Ma perché proprio Kobane? I curdi sono un popolo da sempre diviso in quattro stati principali, Iran, Siria, Turchia e Iraq. Dal 2011 i curdi siriani hanno rivendicato una regione fra questi quattro stati, il Rojava, nella quale è stato proclamato il confederalismo democratico, un sistema di autogoverno che non può che colpirci per i principi di libertà e di reale democrazia che vigono al suo interno: il potere è affidato al popolo, ogni carica politica e sociale ha sia un rappresentante di genere femminile che uno di genere maschile, vige la libertà di espressione e di credo religioso e un’attenzione fondamentale all’ambiente. L’Isis è arrivato a conquistare grande parte di questa regione, ma la sua avanzata è stata arrestata proprio a Kobane.

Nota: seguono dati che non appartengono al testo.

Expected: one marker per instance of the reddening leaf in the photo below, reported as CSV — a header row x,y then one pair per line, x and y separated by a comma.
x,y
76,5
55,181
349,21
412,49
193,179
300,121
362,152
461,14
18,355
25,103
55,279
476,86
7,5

Ora Kobane è poco più di un cumulo di macerie, ma è finalmente libera e su quelle macerie si può ricominciare a costruire. Se è vero che l’Isis continua ad occupare e a conquistare i territori intorno a Kobane, è anche vero che la liberazione della cittadina è una prima vittoria importante che non può che accendere la speranza di coloro che stanno sacrificando la propria vita per questa battaglia contro un nemico che dovrebbe essere non solo il loro, ma dell’umanità intera.

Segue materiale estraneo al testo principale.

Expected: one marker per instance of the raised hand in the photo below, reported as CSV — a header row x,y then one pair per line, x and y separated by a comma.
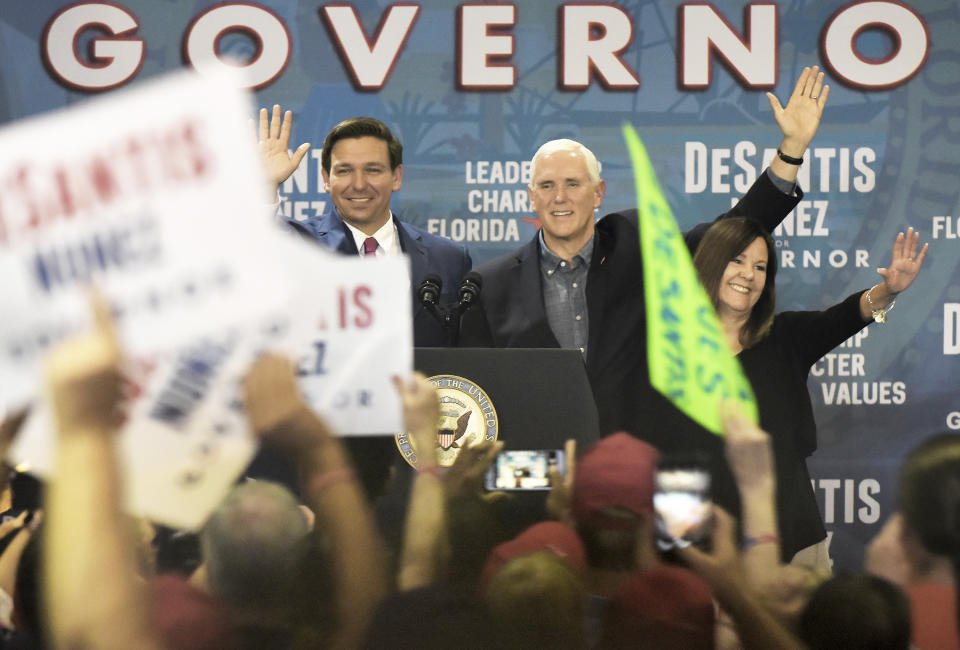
x,y
906,262
800,119
84,377
748,451
274,138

A pochi giorni dalla giornata della memoria (27 gennaio), ci domandiamo se gli errori umani non siano destinati a ripetersi inevitabilmente. Non può non saltare agli occhi un’affinità fra il popolo italiano e quello turco, che condividono una storia per noi ormai appartenente al passato fatta di tentativi di liberazione dal dominio straniero e fascista. L’Isis rappresenta il fascismo islamico, vestito dei mezzi di distruzione moderni, in grado di operare non solo intorno a sé ma anche nei posti e nei momenti più imprevedibili. Il fascismo islamico non è solamente una minaccia per il popolo curdo, ma per tutto il mondo, mentre il livello di informazione dei media sulla questione curda è sempre ovattato da un velo impalpabile ma onnipresente, anzi il Pkk (partito dei lavoratori del Kurdistan di Abdullah Öcalan) è annoverato fra le organizzazioni terroristiche al pari dello Stato Islamico che esso stesso combatte.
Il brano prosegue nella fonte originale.